His passionate refusal caused Lucy to waver between wild hope and joy—and the stark, horrifying reality of what his refusal meant. She hadn’t expected this kind of reaction from him. She had expected him to tell her to pack her things and leave straight away.
‘All right, don’t divorce me, then,’ she told him, making herself scowl and shrug, and keeping her voice cold and sharp. ‘But you can’t stop me leaving you, Marcus, and that is exactly what I intend to do. So far as I am concerned, our marriage is over.’
Marcus struggled to suppress an unfamiliar desire to break something—because something inside him was breaking. His heart?
He had known ever since they had come back from honeymoon that Lucy wasn’t happy, and he had believed he knew why. But he had not known then what his own feelings were. He did now! Why should he let Blayne take her from him and ruin her life a second time? She was so much better off with him—even if she was too besotted with her ex-husband to see that herself. One day she would thank him for what he was doing; one day she would come to realise, as he saw with such blinding clarity himself now, that they were meant for one another. He wanted to reason with her, to plead with her, but the unfamiliarity of dealing with such intense emotions was too much for him. He could feel jealousy, burning too high and too hot. It burst out o
f him in a slew of bitter, angry words as he warned her savagely:
‘Don’t think I don’t know what all this is about, Lucy. Because I do. I know exactly what’s been going on behind my back.’
Marcus knew? Her heart was hammering. He couldn’t, could he?
‘It’s Blayne, isn’t it?’
He heard her give a small, betraying gasp of shocked admission.

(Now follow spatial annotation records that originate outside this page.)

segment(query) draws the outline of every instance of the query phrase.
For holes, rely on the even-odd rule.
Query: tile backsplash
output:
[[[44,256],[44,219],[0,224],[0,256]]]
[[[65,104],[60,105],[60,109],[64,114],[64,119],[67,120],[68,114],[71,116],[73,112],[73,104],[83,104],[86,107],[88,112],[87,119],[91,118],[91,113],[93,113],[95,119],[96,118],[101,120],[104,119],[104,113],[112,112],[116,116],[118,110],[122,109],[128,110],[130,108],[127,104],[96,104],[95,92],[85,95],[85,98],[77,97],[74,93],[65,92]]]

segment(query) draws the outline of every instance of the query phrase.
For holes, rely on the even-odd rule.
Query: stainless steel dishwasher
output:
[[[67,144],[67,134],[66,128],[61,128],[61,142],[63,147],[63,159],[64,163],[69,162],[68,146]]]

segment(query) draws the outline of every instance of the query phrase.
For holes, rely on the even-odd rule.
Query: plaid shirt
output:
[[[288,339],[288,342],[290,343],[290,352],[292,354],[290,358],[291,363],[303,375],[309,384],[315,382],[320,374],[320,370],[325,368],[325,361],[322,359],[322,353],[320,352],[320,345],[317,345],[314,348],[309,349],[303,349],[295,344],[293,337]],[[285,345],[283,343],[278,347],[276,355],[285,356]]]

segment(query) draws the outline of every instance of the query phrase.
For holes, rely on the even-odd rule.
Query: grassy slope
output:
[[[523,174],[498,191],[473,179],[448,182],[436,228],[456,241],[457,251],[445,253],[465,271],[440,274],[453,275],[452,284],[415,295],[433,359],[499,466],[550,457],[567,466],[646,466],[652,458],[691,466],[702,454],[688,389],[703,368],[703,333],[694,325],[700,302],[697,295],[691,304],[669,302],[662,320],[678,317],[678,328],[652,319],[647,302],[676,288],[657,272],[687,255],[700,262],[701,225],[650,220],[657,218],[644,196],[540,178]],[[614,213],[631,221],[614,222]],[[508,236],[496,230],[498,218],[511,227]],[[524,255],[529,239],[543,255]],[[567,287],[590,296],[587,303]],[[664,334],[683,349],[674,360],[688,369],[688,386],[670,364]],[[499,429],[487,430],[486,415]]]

‘I saw you with him at the airport.’
Marcus had seen that? And he thought…
‘That was a coincidence!’
What else could she say? Lucy wondered, as she struggled to grasp what Marcus was saying to her. Initially she had thought he meant he knew about Prê a Party and Andrew Walker, but now she realised that Marcus thought she wanted to end their marriage because she was still in love with Nick. And wasn’t it better that he should continue to think that, rather than have him become suspicious and start to ask questions she could not answer?
‘A very unhappy coincidence—as I believe your common sense would tell you if only you would let it,’ Marcus was continuing bitterly. ‘Surely you can’t have forgotten what he did to you?’
‘It’s different now,’ Lucy told him. How true that was. ‘He’s changed.’ And how untrue that.
‘He’s changed? But have you, Lucy? Are you sure you really know what you want? After all, in my bed you wanted me…’
‘No!’
Yes. Yes…
‘I thought I did, but I didn’t. Not really.’
Yes, really—now and for ever. Only you and always you, Marcus. This is killing me, and I can’t bear it. I love you so much.
‘You’re lying, and what’s more I intend to prove it to you.’
Marcus could hardly believe what he was saying and doing. He was a man out of control, driven mad by love.
He had reached for Lucy before she could stop him, dragging her against his body whilst his mouth took and then savaged hers in a kiss of furious male anger.
Downstairs, the Christmas tree they had bought at the weekend, and which Lucy had spent all day yesterday dressing, shimmered in the window, its lights twinkling softly with promise and hope. Upstairs, in the bedroom above it, there was no promise and no hope. Only a man and a woman locked together in an embrace devoid of both, and the savagery of Marcus’s anger.